さらに、赤石弁護士は、EU(ヨーロッパ連合)諸国と比較して日本の個人情報保護の制度が「極めて不十分」と指摘した。 赤石弁護士:「EUでは『GDPR』(一般データ保護規則)により極めて厳格な個人情報保護の制度が敷かれている。ところが、日本は個人情報の定義さえ緩やかだ。また、個人情報保護法に基づいて『個人情報保護委員会』が設置されているが、機能しているかどうかは疑問だ。 日本の法制度は一応、GDPRにおいて『十分性の認定』を受けている。しかし、この医療情報の取り扱いの件にも表れているように、内実を見ると『十分性の認定』に値しない疑いがある。今後、私たちは欧州委員会などに情報提供していきたいと考えている」 行政法や国際人権問題を専門とする小島延夫弁護士は、日本企業が国際的に展開するうえでのGDPR遵守の重要性を指摘した。 小島弁護士:「GDPRはヨーロッパの法制度だが、日本の企業が国際展開する場合にはきわめて重要なものだ。 ヨーロッパでは非常に多くの日本の企業が活動している。日本が個人情報の扱いがずさんな国だと認定されると、ヨーロッパの企業は、日本を活動拠点としている企業と取引すべきでないということになるおそれがある」 今回、指摘された問題点は、マイナ保険証ないし、現行の健康保険証の廃止・マイナ保険証への一本化への賛否に関係なく、すべての国民の「自己情報コントロール権」「情報プライバシー権」に関わる問題と考えられる。
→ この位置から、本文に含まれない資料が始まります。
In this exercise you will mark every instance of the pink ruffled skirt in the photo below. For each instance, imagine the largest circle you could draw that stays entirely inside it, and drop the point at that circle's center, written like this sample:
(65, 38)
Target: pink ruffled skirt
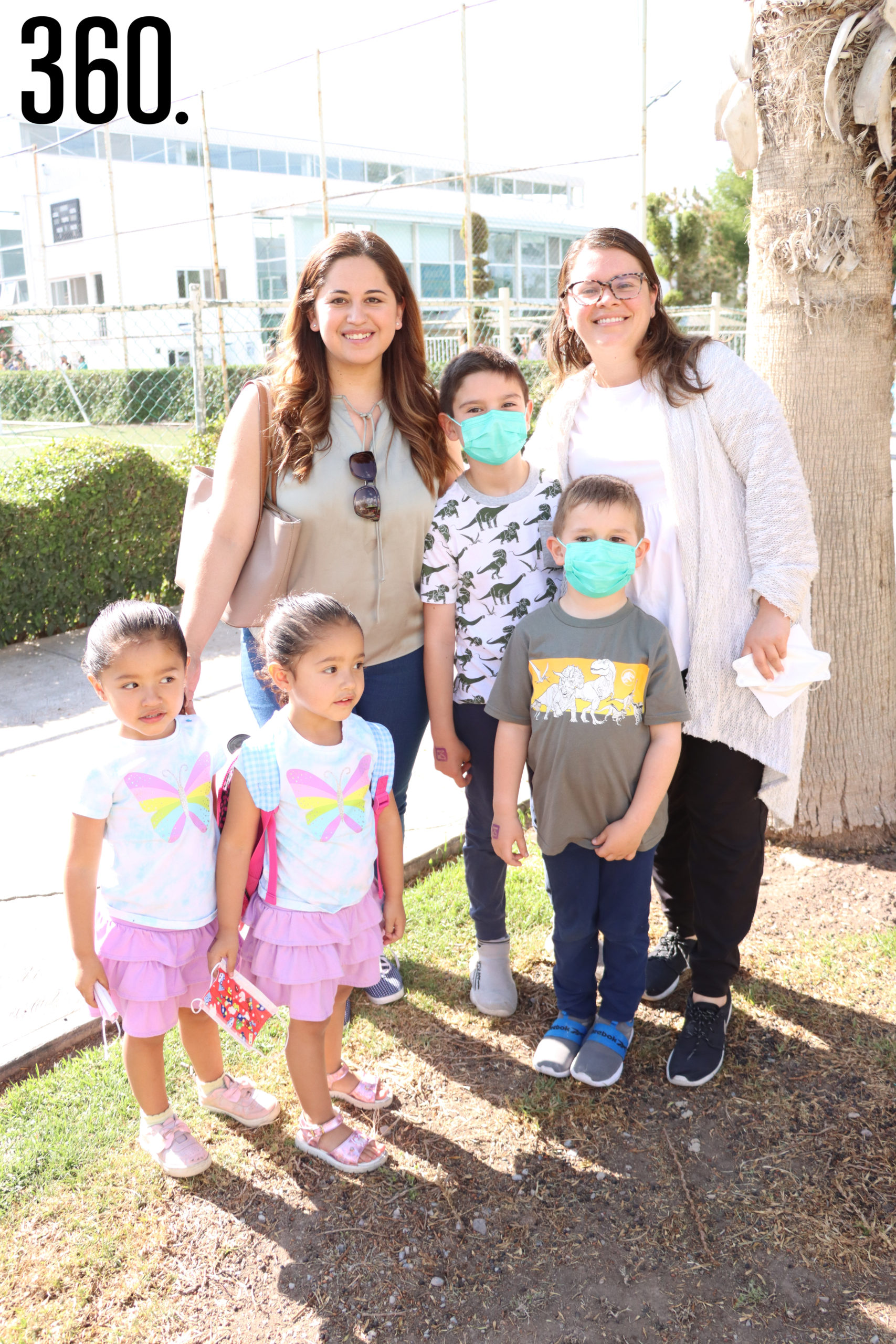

また、日本企業の国際展開にも影響を及ぼす可能性がある問題との指摘もある。 11月に開かれる特別国会を受けて発足する新政権は、マイナ保険証への一本化を従来の政府方針通りに推進するにしても、従来の健康保険証を併存させるにしても、今回、弁護士らが指摘した問題への対処を迫られることになるだろう。